Catching Up

Never Seen Before

A rare Saturday post because I spent so much time this week intending to blog and then somehow not getting around to it. Let’s get to the status updates, and then I’m going to dive into the more interesting of the things I worked on over the past few days.

Zink has just hit another big milestone that I’ve just invented: as of now, my branch is passing 97% of piglit tests up through GL 4.6 and ES 3.2, and it’s a huge improvement from earlier in the week when I was only at around 92%. That’s just over 1000 failure cases remaining out of ~41,000 tests. For perspective, a table.

  IRIS zink-mainline zink-wip
Passed Tests 43508 21225 40190
Total Tests 43785 22296 41395
Pass Rate 99.4% 95.2% 97.1%

As always, I happen to be running on Intel hardware, so IRIS and ANV are my reference points.
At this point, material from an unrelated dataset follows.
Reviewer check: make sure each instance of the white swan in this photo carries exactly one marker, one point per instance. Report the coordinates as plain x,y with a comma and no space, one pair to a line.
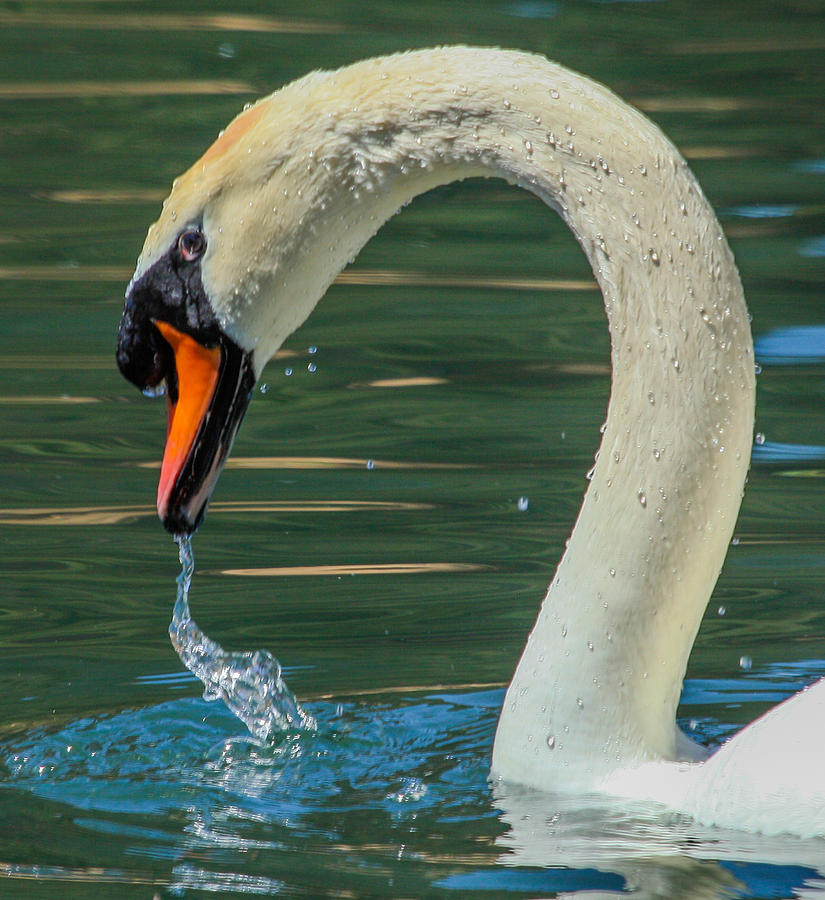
253,234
It’s important to note here that I’m running piglit tests, and this is very different from CTS; put another way, I may be passing over 97% of the test cases I’m running, but that doesn’t mean that zink is conformant for any versions of GL or ES, which may not actually be possible at present (without huge amounts of awkward hacks) given the persistent issues zink has with provoking vertex handling. I expect this situation to change in the future through the addition of more Vulkan extensions, but for now I’m just accepting that there’s some areas where zink is going to misrender stuff.

What Changed?

The biggest change that boosted the zink-wip pass rate was my fixing 64bit vertex attributes, which in total had been accounting for ~2000 test failures.

Vertex attributes, as we all know since we’re all experts in the graphics field, are the inputs for vertex shaders, and the data types for these inputs can vary just like C data types. In particular, with GL 4.1, ARB_vertex_attrib_64bit became a thing, which allows 64bit values to be passed as inputs here.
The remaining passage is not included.